Deputi Pemberantasan Badan Narkotika Nasional (BNN) Irjen Benny Mammoto mengatakan, dari fakta yang ia temukan, para Bandar Narkoba masih dengan leluasa mengendalikan sindikatnya dari balik jeruji besi. Diantara mereka, kata Benny, sukses memanfaatkan lengahnya pengamanan di Lapas.
“Satu oknum saja, petugas Lapas yang mengkhianati tugasnya, maka terpidana bandar Narkoba ini bisa tetap leluasa menjalankan bisnisnya dari balik penjara,” ujar Benny kepada Republika di Kantornya Gedung BNN, Jakarta Timur, Rabu (19/6).
Benny berujar, faktor utama masih leluasanya bandar Narkoba mengendalikan jaringannya dari Lapas ialah alat komunikasi.

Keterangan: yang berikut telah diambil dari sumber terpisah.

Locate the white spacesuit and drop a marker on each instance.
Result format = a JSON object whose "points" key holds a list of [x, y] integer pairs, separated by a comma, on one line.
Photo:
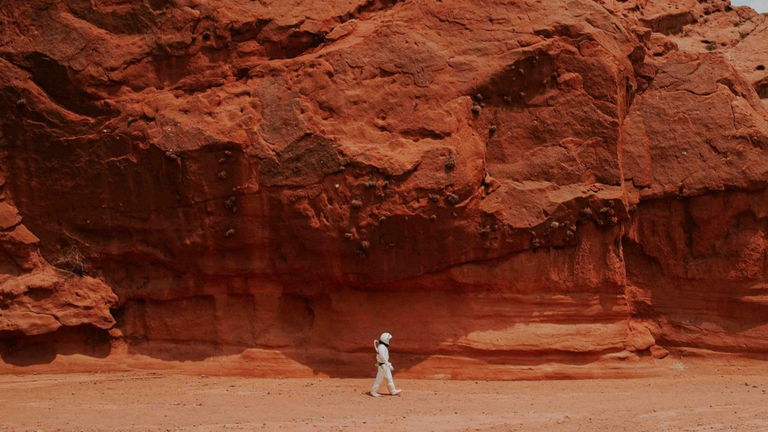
{"points": [[383, 366]]}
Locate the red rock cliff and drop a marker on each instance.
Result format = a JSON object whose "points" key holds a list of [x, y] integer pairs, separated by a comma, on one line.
{"points": [[512, 188]]}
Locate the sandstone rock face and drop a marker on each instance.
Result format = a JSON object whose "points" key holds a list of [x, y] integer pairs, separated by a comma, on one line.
{"points": [[513, 189]]}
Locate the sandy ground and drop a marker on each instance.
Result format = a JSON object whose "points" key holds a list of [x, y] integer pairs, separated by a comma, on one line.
{"points": [[163, 402]]}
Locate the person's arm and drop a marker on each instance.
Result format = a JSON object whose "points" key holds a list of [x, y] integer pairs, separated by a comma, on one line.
{"points": [[384, 353]]}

Ponsel, menjadi senjata andalan yang digunakan para napi Narkoba melancarkan aksinya.
Dia mengatakan, beberapa kali BNN mengajukan adanya razia di sejumlah Lapas yang diduga kuat menjadi tempat napi mengendalikan bisnis Narkoba. Ternyata benar, ratusan Ponsel bahkan narkoba siap konsumsi pun ditemukan.

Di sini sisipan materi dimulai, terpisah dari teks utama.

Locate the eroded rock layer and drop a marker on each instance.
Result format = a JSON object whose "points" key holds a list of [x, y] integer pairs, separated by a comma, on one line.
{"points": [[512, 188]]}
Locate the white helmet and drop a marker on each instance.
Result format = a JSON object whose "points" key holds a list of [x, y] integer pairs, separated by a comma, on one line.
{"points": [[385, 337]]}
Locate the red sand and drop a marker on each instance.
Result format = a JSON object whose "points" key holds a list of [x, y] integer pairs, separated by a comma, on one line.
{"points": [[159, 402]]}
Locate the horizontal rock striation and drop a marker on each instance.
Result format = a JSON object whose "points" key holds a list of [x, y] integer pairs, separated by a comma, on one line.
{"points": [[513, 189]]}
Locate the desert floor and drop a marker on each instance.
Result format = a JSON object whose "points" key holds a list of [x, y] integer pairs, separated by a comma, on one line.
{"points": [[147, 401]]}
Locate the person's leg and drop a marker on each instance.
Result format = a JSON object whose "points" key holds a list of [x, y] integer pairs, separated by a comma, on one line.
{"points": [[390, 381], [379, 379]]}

Menurut Benny, BNN sebenarnya sangat mengapresiasi kinerja Kementerian Hukum (Kemenkum) dan HAM di bawah kepemimpinan saat ini. Dia mengatakan, sejumlah aturan tegas sudah dirumuskan oleh Kemenkum HAM demi membatasi gerak-gerik dari napi yang merupakan bandar Narkoba.
Namun pada faktanya, beberapa pengungkapan kasus yang dilakukan oleh BNN dan Polri terkait Narkoba masih menunjukan dipenjara bukan halangan bagi Bandar Narkoba untuk terus berbisnis.
“Cukup dengan Ponsel atau teknologi Skype, mereka bebas mengatur bisnisnya, memesan barang dari luar negeri lalu mengondisikan pengiriman dan pembayaran,” kata dia.
Tidak hanya masih dapat mengatur bisnis, di Lapas pun menurut Benny para bandar Narkoba dapat mengatur strategi untuk lebih mengembangkan jaringan mereka. Benny mengatakan, sel Lapas yang tertutup dan jauh dari dunia luar membuat para napi Narkoba dapat dengan leluasa berkumpul dan berdiskusi.
Perbincangan antar otak dari sindikat Narkoba ini menjurus kepada beragam topik untuk membuat negara ini menjadi pasar yang berpotensi. Dapat dibayangkan, kata dia, sejumlah bandar besar Narkoba dari mulai kelas kampung hingga internasional berkumpul dalam satu ruangan. Tentu bukan bahasan main-main yang sedang mereka bicarakan.
Inilah menurutnya lini yang masih harus dibenahi dalam pemberantasan Narkoba. Dia berujar, akan menjadi sebuah ironi memilukan ketika para penegak hukum mampu memenjarakan seorang bandar Nakoba, namun ternyata di Lapas justru menjadi surga lebih yang lebih indah untuk mengatur Narkoba.
“Di balik tembok, leluasa, hidup tidak kena pajak, aman, tapi uang masih bisa terus dicetak hanya dengan komunikasi saja, ini tentu malah menguntungkan mereka,” kata dia.